Interface method, returns value based on the implementation

I have a ValueParser interface with a method parse. I want to have this method return a value and the details of the implementation and type of this value will depend on the implementation of this interface for example:

Here is my ValueParser interface and an implementation IntParser.

pub const ValueParser = struct {
    ptr: *anyopaque,
    parseFn: *const fn (*anyopaque, []const u8) ParseError!void,

    const Self = @This();

    pub fn init(ptr: *anyopaque) Self {
        const gen = struct {
            pub fn parse(pointer: *anyopaque, value: []const u8) ParseError!void {
                const PtrType = @TypeOf(pointer);
                const PtrInfo = @typeInfo(PtrType);

                const self: PtrType = @ptrCast(@alignCast(pointer));

                return try PtrInfo.Pointer.child.parse(self, value);
            }
        };

        return .{
            .ptr = ptr,
            .parseFn = gen.parse,
        };
    }

    pub fn parse(self: *Self, value: []const u8) ParseError!void {
        return self.parseFn(self, value);
    }
};

pub const IntParser = struct {
    pub fn parse(self: *IntParser, value: []const u8) ParseError!usize {
        _ = self;

        return try fmt.parseInt(usize, value, 10);
    }

    pub fn parser(self: *IntParser) ValueParser {
        return ValueParser.init(self);
    }
};

I want to have this parse function to return a value from IntParser and use it like this:

fn parseTest(parser: *ValueParser, value: []const u8) ParseError!void {
    const val = try parser.parse(value);

    /// Type should be inferred based on provided implementation of ValueParser
    std.debug.print("{any}", .{@TypeOf(val)})
}

So far, all of the Interfaces that I have seen have methods that return anyerror!void or just FooError!void or a concrete type !u8 signature.

I cannot for the life of me figure out how to do this.

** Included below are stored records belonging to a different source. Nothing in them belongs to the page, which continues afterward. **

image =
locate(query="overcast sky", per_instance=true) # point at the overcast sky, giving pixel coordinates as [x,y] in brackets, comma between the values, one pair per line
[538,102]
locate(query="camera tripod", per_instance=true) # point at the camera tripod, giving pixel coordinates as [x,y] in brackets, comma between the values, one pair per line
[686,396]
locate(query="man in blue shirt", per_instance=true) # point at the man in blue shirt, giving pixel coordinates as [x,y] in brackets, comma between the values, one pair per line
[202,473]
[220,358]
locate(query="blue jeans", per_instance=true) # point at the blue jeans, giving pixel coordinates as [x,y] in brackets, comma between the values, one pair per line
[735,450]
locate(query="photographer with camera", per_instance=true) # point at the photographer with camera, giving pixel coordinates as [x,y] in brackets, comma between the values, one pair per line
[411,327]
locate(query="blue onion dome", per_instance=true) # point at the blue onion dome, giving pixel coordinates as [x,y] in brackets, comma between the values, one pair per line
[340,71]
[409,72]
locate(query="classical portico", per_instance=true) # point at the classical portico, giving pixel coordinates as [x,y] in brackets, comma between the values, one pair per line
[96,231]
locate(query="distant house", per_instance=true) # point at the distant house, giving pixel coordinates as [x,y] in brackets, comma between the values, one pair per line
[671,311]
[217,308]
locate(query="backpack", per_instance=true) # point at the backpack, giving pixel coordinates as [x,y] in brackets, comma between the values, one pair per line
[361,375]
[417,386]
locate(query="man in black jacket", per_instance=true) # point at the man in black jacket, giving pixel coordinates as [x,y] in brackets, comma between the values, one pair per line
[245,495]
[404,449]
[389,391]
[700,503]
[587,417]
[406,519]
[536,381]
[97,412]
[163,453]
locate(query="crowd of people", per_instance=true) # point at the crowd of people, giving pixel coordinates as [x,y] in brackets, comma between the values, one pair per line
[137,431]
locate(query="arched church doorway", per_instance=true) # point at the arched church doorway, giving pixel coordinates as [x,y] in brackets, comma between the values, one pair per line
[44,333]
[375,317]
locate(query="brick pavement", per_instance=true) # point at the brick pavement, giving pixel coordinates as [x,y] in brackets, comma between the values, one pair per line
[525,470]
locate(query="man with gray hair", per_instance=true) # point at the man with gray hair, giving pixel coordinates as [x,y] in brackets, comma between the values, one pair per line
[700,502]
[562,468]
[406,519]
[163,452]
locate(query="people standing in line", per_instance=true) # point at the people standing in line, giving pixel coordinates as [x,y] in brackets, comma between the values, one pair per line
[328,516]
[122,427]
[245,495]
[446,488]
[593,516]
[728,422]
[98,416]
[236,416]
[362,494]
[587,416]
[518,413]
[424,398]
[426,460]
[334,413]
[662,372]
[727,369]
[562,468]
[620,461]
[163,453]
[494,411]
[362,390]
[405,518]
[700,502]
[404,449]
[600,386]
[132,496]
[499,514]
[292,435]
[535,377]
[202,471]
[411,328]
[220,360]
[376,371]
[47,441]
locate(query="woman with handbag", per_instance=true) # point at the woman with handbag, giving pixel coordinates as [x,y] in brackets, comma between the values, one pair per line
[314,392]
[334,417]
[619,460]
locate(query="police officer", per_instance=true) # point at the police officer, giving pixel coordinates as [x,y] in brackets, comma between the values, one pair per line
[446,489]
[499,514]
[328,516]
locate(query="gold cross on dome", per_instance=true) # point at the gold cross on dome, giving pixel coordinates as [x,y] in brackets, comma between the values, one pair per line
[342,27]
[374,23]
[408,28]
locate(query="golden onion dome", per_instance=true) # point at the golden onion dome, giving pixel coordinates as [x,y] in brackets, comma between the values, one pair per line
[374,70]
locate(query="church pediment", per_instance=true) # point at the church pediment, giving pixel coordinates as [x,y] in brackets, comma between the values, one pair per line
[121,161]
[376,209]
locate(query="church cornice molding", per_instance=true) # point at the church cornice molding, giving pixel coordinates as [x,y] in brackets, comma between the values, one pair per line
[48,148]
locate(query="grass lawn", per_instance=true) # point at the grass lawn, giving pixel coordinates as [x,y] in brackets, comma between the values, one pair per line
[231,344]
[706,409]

Any help and suggestions would be appreciated.

you can’t without knowing the underlying implementation, which you don’t know with vtable interfaces.

it sounds like you need a generic interface instead

1 Like

Hi @Maranix, welcome to Ziggit!

is there a reason you are trying to use a function-pointer / vtable based interface?

The problem with your interface is that it defines a function pointer that returns ParseError!void, while your implementation wants to return ParseError!usize, you need some way to be able to support the implementations different value types.

One way would be to use type erasure, for example you could change the

parseFn: *const fn (*anyopaque, []const u8) ParseError!void,

to:

parseFn: *const fn (*anyopaque, []const u8, []u8) ParseError!void,

where the third parameter would serve as the memory destination where the value is written to, on the side of the usage code you would then be able to write a function that specifies the type like this:

pub fn parse(self: *ValueParser, value: []const u8, comptime Result:type) ParseError!Result {
    var res:Result = undefined;
    self.parseFn(self, value, std.mem.asBytes(&res));
    return res;
}

Btw your gen.parse function doesn’t work, PtrType is just *anyopaque and PtrInfo.Pointer.child which is anyopaque doesn’t have any information about what it is, you can’t use *anyopaque or anyopaque to get to a concrete implementation, because that information has been erased. (below is a changed version)

The way to use *anyopaque is to pass such a pointer to some associated function that can be called with it.
For example somewhere in your program where the type information isn’t lost yet, at that place you also create something that allows you to undo the type erasure and then use the concrete implementation to do something.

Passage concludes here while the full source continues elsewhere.